A Fight in Silence Read online

Page 4


  ‘Absolutely not, sir,’ Richard answered soberly, pleased that his surgical mask concealed his smile of relief.

  Chapter 4

  All week Paula had looked forward to seeing Richard again and to going to the gallery with him, but the closer the minute hand on the wall clock in her father’s front room crept towards the two, the more restless she felt. It certainly didn’t help her nerves to hear their housekeeper, Frau Koch, remarking repeatedly that she welcomed seeing Paula turn her attention to nice young men rather than just studying.

  Her father had lowered his newspaper and looked at his daughter with a mixture of scepticism and amusement.

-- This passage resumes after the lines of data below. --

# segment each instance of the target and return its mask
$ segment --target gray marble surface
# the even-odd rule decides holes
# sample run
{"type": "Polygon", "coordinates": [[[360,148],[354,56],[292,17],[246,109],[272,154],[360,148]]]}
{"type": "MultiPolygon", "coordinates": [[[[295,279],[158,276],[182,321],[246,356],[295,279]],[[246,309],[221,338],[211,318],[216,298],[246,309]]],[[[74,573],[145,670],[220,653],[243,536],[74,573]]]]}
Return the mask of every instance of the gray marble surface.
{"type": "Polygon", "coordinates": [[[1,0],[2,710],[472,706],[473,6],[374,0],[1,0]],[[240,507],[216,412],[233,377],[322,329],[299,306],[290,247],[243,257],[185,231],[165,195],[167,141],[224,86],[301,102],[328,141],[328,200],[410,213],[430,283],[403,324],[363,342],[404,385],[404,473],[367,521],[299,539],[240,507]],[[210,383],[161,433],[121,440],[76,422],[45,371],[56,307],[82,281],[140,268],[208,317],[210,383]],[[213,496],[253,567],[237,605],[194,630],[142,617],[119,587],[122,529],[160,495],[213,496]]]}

  ‘So is that how it is?’ he asked.

  ‘Hardly! We’re only looking around the city art gallery together. I’ve told you he knows a lot about modern art movements and hopes to become a psychiatrist when he finishes.’

  ‘I’ll tell you one thing,’ observed Frau Koch as she poured coffee for Paula’s father, ‘he seems to be a thoroughly nice young man and Fräulein Paula would do well to consider him. Cultured, and a budding doctor at that . . .’ She looked enchanted at the very thought.

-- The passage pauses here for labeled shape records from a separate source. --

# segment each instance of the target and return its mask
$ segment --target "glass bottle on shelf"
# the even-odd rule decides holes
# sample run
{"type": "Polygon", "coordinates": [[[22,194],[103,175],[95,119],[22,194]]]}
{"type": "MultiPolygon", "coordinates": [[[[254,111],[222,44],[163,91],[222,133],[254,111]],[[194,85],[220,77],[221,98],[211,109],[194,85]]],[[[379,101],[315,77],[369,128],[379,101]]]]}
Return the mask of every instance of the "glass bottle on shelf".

  ‘I presume he looks the part too?’ her father said with a broad smile.

  Paula felt cornered by the pair of them and had a response on the tip of her tongue, but held back when she realised that, although it would have amused her father, it would have shocked Frau Koch. And so she kept her counsel and watched the big hand approach the hour. Only a few more minutes to go . . .

  She took another look at her dark blue, calf-length dress. With it she was wearing dark blue silk stockings and black patent shoes. Her dead mother’s pearl necklace was the only jewellery she’d permitted herself, aside from her plain gold earrings.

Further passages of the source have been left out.